4.24. Van de zijde van Anex Ltd is er geen contact geweest met verzekeraars. Zo verklaart [F], directeur van Anex:
“Ik onderhield geen contacten met verzekeraars. Die contacten werden onderhouden door de Generale.”
4.25. Geen van de getuigen heeft verklaard dat ten tijde van de totstandkoming van de verzekeringsovereenkomst aan verzekeraars is gemeld dat in de betreffende loods te Antwerpen alcohol verwerkt en opgeslagen werd.
4.26. Uit hetgeen hiervoor is overwogen vloeit voort dat sprake was van verzwijging in de zin van artikel 251 K, dat voldaan is aan de aan het inroepen van de nietigheid van de overeenkomst te stellen eisen en dat dus de vordering moet worden afgewezen.
4.27. Bespreking van hetgeen Anex Ltd overigens nog heeft aangevoerd kan achterwege blijven nu dit, gelet op het slagen van het beroep van verzekeraars op verzwijging in de zin van artikel 251 K, niet kan leiden tot toewijzing van de vordering.
4.28. Anex Ltd zal als de in het ongelijk gestelde partij worden veroordeeld in de proceskosten.
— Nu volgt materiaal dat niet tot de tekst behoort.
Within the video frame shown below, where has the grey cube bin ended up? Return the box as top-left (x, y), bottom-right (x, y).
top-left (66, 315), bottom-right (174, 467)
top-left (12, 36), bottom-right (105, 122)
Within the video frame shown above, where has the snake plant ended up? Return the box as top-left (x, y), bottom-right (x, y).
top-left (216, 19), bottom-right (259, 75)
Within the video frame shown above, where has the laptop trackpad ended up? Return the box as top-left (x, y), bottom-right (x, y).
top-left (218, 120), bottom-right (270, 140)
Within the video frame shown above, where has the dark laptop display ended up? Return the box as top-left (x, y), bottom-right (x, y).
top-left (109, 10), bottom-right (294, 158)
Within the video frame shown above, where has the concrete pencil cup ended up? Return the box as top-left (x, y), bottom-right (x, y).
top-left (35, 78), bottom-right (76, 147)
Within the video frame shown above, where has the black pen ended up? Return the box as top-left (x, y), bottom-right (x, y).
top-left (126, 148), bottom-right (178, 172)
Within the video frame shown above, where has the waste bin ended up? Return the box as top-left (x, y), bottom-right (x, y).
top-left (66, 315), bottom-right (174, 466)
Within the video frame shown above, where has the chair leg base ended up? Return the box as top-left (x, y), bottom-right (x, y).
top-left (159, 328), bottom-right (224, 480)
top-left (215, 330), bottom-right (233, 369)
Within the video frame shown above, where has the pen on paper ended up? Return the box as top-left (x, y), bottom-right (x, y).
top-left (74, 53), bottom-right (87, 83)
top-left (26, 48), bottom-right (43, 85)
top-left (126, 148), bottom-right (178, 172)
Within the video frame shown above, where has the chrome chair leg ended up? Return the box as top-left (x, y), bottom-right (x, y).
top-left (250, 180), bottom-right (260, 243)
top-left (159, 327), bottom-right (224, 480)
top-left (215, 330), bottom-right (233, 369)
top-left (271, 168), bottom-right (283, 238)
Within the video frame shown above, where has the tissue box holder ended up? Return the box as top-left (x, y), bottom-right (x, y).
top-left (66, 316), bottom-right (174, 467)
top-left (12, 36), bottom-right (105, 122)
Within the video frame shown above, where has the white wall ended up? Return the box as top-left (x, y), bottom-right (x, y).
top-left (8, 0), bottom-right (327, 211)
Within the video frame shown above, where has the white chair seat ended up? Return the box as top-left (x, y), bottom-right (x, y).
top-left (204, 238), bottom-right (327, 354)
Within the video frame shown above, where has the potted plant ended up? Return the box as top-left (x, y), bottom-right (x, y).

De kosten aan de zijde van verzekeraars worden begroot op:
- griffierecht 3.396,54
- getuigenkosten 940,00
- salaris advocaat 9.030,00 (3,5 punten × tarief EUR 2.580,00)
Totaal EUR 13.366,54
5. De beslissing
De rechtbank
5.1. verklaart Anex BV niet-ontvankelijk in haar vordering;
5.2. wijst de vordering van Anex Ltd af;
5.3. veroordeelt Anex Ltd in de proceskosten, aan de zijde van verzekeraars tot op heden begroot op EUR 13.366,54.
Dit vonnis is gewezen door mr. S.C.C. Hes-Bakkeren en in het openbaar uitgesproken op 20 juli 2011.